Upgrade your punch now... new model available

Last night we celebrated the solstice with a cookout. City folk like us often lose touch with the pleasures of the outdoors and the slow pace of cooking food with fire instead of electromagnetic radiation. After the steak tips, after the cold drinks, after the ice cream sandwiches and gentle conversation, Leland told me an interesting story. The Native Americans did not know how to punch until they met the Europeans. They knew how to hit, but in fights they struck with their open hands. This story reminds us that fighting is a kind of technology. There are certain elements that are common around the world because they are the commodities of fighting, but there are some things that are peculiar to certain cultures or certain practitioners that make their art something more.

The story of the Indian punch reminds us that if there’s a move I learn in the form that doesn’t make sense, it might not be because the sources are doing it wrong, but because it’s just a bad move, or because the true application of the move is too cryptic for my humble skill to comprehend.
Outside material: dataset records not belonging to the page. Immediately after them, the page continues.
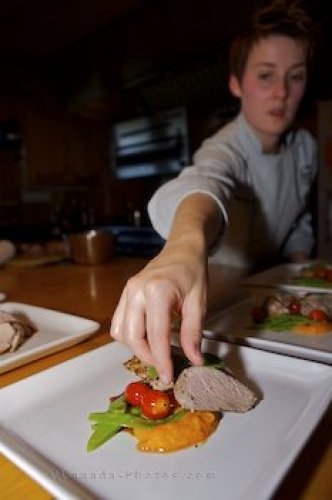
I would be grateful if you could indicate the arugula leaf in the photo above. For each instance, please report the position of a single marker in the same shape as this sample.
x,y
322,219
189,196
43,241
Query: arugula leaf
x,y
101,434
283,322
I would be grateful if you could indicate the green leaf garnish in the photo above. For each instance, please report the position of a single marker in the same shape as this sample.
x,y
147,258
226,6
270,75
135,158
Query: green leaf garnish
x,y
283,322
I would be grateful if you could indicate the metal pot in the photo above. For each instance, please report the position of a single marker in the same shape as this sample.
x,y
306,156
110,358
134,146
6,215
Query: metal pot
x,y
91,247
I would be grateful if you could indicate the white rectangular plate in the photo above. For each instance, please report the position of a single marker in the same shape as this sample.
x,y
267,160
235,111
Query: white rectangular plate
x,y
44,430
284,277
232,322
55,331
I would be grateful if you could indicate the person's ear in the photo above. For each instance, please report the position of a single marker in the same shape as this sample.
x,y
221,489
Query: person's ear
x,y
234,86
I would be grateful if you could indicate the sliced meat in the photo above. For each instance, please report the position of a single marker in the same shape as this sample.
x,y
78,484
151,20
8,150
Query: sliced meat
x,y
313,301
13,332
205,388
275,305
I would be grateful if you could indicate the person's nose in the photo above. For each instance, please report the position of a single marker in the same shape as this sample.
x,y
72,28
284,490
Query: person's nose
x,y
281,87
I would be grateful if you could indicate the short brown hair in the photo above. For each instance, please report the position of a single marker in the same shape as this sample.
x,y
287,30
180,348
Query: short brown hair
x,y
279,17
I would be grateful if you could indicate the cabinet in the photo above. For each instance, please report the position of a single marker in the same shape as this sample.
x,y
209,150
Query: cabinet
x,y
62,149
324,212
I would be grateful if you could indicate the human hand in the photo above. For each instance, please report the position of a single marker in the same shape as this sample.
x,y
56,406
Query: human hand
x,y
173,282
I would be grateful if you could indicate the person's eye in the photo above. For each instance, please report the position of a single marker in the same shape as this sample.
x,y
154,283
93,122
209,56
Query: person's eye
x,y
265,76
298,77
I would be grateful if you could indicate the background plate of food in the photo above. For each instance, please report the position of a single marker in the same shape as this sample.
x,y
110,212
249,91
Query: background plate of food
x,y
296,323
46,435
29,332
315,276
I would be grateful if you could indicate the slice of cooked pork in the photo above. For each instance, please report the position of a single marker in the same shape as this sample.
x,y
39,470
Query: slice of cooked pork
x,y
13,332
206,388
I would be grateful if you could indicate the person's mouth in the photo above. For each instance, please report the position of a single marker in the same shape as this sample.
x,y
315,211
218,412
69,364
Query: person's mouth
x,y
277,113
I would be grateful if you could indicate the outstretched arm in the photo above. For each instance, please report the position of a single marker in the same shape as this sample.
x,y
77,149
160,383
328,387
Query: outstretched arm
x,y
175,281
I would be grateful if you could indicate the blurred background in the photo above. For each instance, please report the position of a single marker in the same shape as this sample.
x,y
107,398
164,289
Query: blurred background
x,y
103,100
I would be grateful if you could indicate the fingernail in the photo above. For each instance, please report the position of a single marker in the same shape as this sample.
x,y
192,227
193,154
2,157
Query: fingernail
x,y
164,378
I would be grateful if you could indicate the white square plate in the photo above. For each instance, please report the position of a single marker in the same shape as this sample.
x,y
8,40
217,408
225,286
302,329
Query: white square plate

I’m lucky I’m just trying to learn how to fight with the Tai Chi sword. If I was trying to learn how to historically recreate the fighting techniques of the ancients, I would have a lot harder time because I’d have to verify the historical possibilities. Since I’m not though, if I want to say “Cat Pounces on Rat” should be done like a Fleche because it seems best that way, I can, and hopefully we will benefit from the idea even if it’s not historical.


David said...

I really like the point that fighting is a technology, or at least an art, but the story about the closed-fist punch being a European import smells of urban legend to me. I've been reading The Third Chimpanzee, which makes some interesting comments about this kind of cultural or evolutionary transmission, and also specifically mentions punching among lower primates. I wonder if Lee can cite a source on that comment.

Charlie said...

A more modern example would be early Ultimate Fighting Championship matches where known champion stand-up fighters were easily defeated by jiu-jutsu fighters because they didn't know how to defend themselves against grappling. Now, everyone knows at least some grappling when they go into a mixed martial arts fight.